Attackers identify an IoT device and then install a “backdoor” to support their access to the hospital network. Once the “backdoor” is installed, it is difficult to impossible for hospital personnel to identify the presence of the attacker. This can not only impact large hospitals, but also surgical centers, MRI/CT scan centers, diagnostic laboratories, dialysis centers, cancer treatment centers, large physician practices, skilled nursing and rehabilitation facilities, and more.
Protecting IoT devices
The technology tide has now turned in favor of the defenders. New best practices and the technologies that support them offer far expanded capabilities to help “protect the unprotected” IoT devices in your networks. One of the most powerful new strategies is network segmentation. Micro-segmentation is placed inline to all enclave traffic within your networks. It substantially reduces east-west traffic (lateral movement) within the networks.
Micro-segmentation allows you to assign policies to all devices and users in your networks that define who is allowed to talk to who and what resources are permitted to be accessed. These policies are based on user, port, and IP address and bring automation to allow their use across the largest enterprise. Micro-segmentation stops cyberattackers from being able to utilize IoT devices either as “slaves” in a botnot or as backdoors for other forms of sophisticated attack.
Micro-segmentation can also be combined with new technologies, such as moving target cyberdefense (MTD) that can further reduce the attack surface available.

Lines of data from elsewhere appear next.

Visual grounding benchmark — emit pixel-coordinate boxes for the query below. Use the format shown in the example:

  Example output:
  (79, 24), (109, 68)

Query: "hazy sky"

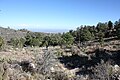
(0, 0), (120, 29)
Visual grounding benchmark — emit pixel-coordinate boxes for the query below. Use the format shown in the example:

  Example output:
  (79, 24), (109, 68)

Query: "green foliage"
(61, 32), (74, 45)
(108, 21), (113, 30)
(80, 27), (94, 42)
(0, 36), (4, 49)
(10, 38), (25, 48)
(116, 24), (120, 39)
(30, 38), (40, 46)
(96, 23), (108, 32)
(98, 31), (104, 46)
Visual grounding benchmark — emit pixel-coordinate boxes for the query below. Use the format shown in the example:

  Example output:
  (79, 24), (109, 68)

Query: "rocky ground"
(0, 44), (120, 80)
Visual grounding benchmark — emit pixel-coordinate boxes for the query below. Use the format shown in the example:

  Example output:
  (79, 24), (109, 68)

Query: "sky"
(0, 0), (120, 32)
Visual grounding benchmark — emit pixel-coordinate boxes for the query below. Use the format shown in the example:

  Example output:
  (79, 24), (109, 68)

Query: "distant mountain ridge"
(0, 27), (27, 41)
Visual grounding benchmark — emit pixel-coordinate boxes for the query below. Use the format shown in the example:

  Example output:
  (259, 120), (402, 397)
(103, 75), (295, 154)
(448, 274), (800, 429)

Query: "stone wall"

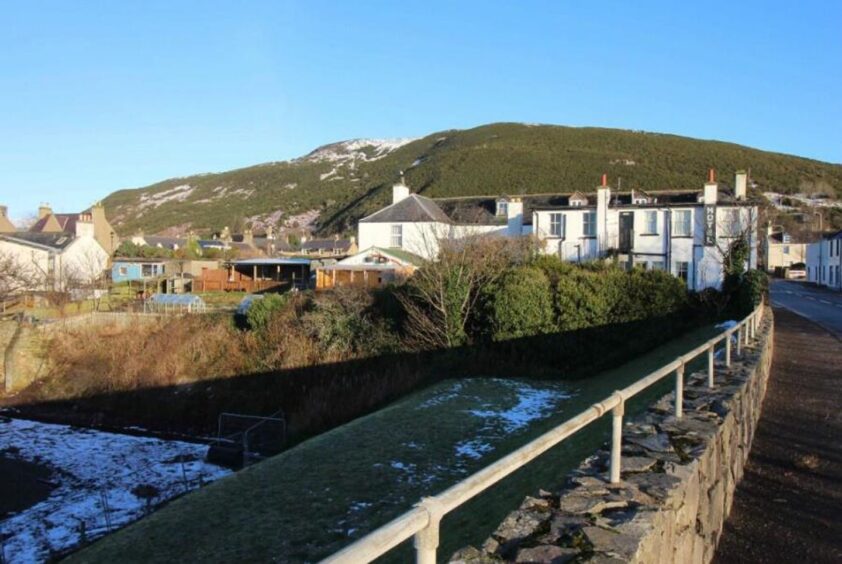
(0, 320), (18, 390)
(451, 310), (773, 564)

While segmentation reduces attack surface, cyberattackers are still able to perform reconnaissance and steal actionable network information for attack planning purposes. MTD stops all adversary reconnaissance from compromised endpoints or insider threats. If they cannot see it, they cannot find it, and this places another blanket of protection around IoT devices. IP addresses for IoT devices are obscured and effectively invisible to attackers. This works to protect all of the unprotected legacy IoT devices that are already installed within your networks.
Both segmentation and moving target cyberdefense can be added to your current defense strategy to enable you to substantially reduce the risk of your IoT devices being compromised. These new technologies enable you to protect your current installed base of IoT devices and to accommodate almost any variety of IoT devices that you need to add to your networks in the future.